Airline Complaints Down, Network Complaints about Airlines Up

April 3rd, 2007 4:11 PM

     Customer complaints are down about air travel, but you’d never know it watching either CBS or NBC. Both networks had April 2 reports about a new study that says “what a lot of frequent flyers already know – it has gotten worse,” said NBC anchor Brian Williams.

 

     Both reports then went into detail about declining arrival times (comparing February 2007 with the same month in 2006), and emphasized how bad things must be for travelers. “Just when it seemed it could not get any worse, proof today that it has,” claimed NBC’s Trish Regan.

     Buried in both reports, however, was an interesting high note: airline customer complaints are actually down. “United and U.S. Airways had the highest rate of complaints, which were down overall.
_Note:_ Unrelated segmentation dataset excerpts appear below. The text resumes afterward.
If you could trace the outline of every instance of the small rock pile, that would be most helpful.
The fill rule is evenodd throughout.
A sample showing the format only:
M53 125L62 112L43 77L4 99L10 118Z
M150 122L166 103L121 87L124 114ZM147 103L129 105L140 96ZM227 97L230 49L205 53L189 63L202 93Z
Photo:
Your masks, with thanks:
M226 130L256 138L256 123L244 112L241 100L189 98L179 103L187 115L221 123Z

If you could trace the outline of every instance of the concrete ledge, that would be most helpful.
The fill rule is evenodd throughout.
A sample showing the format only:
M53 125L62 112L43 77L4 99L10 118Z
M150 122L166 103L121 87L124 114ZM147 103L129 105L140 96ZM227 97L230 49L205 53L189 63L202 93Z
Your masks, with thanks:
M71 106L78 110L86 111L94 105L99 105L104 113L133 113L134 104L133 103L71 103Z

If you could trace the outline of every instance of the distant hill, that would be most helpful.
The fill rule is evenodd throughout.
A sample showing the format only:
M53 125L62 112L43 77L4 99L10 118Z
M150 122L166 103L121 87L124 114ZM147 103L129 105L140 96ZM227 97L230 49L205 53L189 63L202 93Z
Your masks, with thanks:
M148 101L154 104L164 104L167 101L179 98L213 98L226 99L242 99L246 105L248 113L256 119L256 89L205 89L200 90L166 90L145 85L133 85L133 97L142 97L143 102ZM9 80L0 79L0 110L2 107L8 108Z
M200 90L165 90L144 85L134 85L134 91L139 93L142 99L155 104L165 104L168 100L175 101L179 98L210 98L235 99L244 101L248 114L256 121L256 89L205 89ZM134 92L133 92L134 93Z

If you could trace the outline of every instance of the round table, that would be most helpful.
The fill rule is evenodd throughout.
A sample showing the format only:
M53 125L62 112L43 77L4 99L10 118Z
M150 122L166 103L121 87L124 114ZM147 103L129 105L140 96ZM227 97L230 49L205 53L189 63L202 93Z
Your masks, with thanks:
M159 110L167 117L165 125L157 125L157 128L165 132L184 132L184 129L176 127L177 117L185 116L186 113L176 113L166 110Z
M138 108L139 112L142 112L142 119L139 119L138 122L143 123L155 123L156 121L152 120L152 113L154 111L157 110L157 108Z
Some experts say passengers are getting used to bad service,” said Regan.

     CBS’s Nancy Cordes used a similar line on "Evening News", again claiming that a decline in complaints was bad. “Overall, passenger complaints actually dropped slightly, though the authors of the study say that might just be because passenger expectations have dropped, too,” she said.

     The two reports mentioned airline industry complaints that Cordes called “bad weather and an overstretched, outdated air traffic control system.” Neither actually quoted an industry executive and, instead, relied on “aviation experts” and NBC’s own travel editor, who had just had his flight cancelled.

     Unsurprisingly, Travel Editor Peter Greenberg blamed the airlines. “This comes down to poor scheduling, crew scheduling and connecting flights.”